Our first assignment is to go through the slides from Michael Jordan’s 2005 NIPS tutorial (slides.ps).  Last week we began, and made it through slide #23, covering the basic ideas of non-parametric models, exchangeability, De Finetti’s theorem, conjugate priors, Gibbs sampling, graphical models, Dirichlet & Beta distributions.

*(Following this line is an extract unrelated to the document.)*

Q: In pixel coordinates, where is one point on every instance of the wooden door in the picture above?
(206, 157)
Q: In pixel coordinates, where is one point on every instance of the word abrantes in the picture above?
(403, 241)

A few issues set aside for further exploration:

  • proof of De Finetti’s theorm (Evan)
  • relationship between CRP and stick-breaking (JP)
  • slide 13: “A short calculation shows…” (Joe)
  • proof that # of occupied tables is O(log n).  (Memming)
  • aggregation property (Ken)

Next meeting: today 3pm (Jun 17, 2011).  Memming to lead…

Lab Meeting 3/30/11 (Wed)

Mijung will present the following paper this Wednesday during the lab meeting:


Sequential Optimal Design of Neurophysiology Experiments
Jeremy Lewi, Robert Butera, Liam Paninski
Neural Computation 21, 619-687 (2007) (pdf)


“Since this is a long paper (69 papers in total, I guess this is almost the same as the author’s PhD thesis), I will aim to summarize the math part and look at the simulation results, which will be chapter 1 – 5.”